Of the four post-Latin alphabets created in Europe, the Germanic ones (Futhark and Gothic), had declinable letter names, corresponding to ordinary nouns (hypothetically, Futhark: _*fehu, *ūruz, *þurisaz, *ansuz, *raidō, *kaunan…_ — https://en.wikipedia.org/wiki/Elder_Futhark#Rune_names and, very hypothetically, Gothic: _*ans, *bairka, *giba, *dags, *aiƕs, *qairþra_… — https://en.wikipedia.org/wiki/Gothic_alphabet#The_letters), whereas both Slavic ones (Glagolitic and Cyrillic) used random words from different parts of the speech (_азъ/azъ_ "I", _бѹкы/buky_ "letter", _вѣдѣ/vědě_ "I know", _глаголи/glagoli_ "say!", _добро/dobro_ "good", _естъ/_(_j)estъ_ "is", _живѣте/ʒivěte_ "[Pl. 2] live!", _ѕѣло/ʣělo_ "very", _землꙗ/zemļa_ "Earth", _иже/jiʒe_ "those who", _како/kako_ "how", _людиѥ/ļudьje_ "humans"… — https://en.wikipedia.org/wiki/Early_Cyrillic_alphabet#Alphabet), of which only nouns/adjectives could be declined.

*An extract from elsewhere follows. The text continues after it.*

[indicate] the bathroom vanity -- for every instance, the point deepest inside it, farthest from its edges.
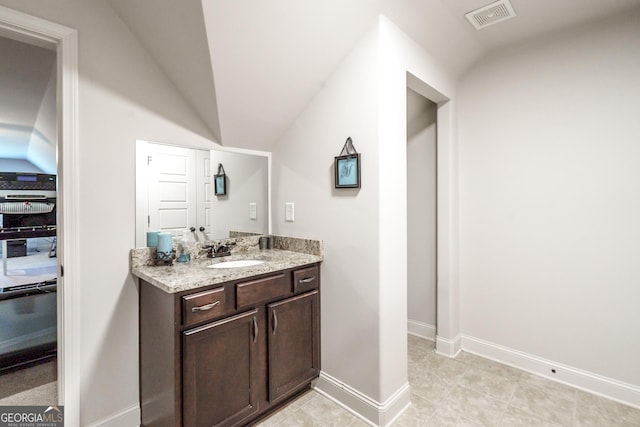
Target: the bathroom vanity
(224, 346)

In Greek, the declination was carried out by the article: _τό άλφα, τοῦ άλφα, τῴ άλφα, τό άλφα, τά άλφα, τῶν άλφα…_ (https://books.google.ru/books?id=W6...ved=0CEYQ6AEwBQ#v=onepage&q="τά άλφα"&f=false — in the middle of the left column).


----------



## fdb

ahvalj said:


> In Greek, the declination was carried out by the article: _τό άλφα, τοῦ άλφα, τῴ άλφα, τό άλφα, τά άλφα, τῶν άλφα…_ (https://books.google.ru/books?id=W6xJAAAAcAAJ&pg=PA88&lpg=PA88&dq="τά+άλφα"&source=bl&ots=QAY0H6vBnP&sig=iMLcJcBjE56DRvrWXK7nVQD5Xrg&hl=ru&sa=X&ei=cAieVff3OcG4ygPH7qPoCg&ved=0CEYQ6AEwBQ#v=onepage&q="τά άλφα"&f=false — in the middle of the left column).




I am not sure that any of the oblique cases are attested in classical Greek (Stephanus included Byzantine and Ecclesiastical Greek in his Thesaurus). But maybe we can agree on “invariable” instead of “undeclinable”.


----------



## francisgranada

Gavril said:


> Why would this practical need be especially absent for letters, though, compared to other semantic categories? (For example, you might expect a sentence like "This word is written with 'a' at the end"  ...


Because we often say in various languages e.g. "This word is written with _the letter 'a'_ at the end", even if there's no problem with the "declinability" (as e.g. in Hungarian). This is only an idea ...


----------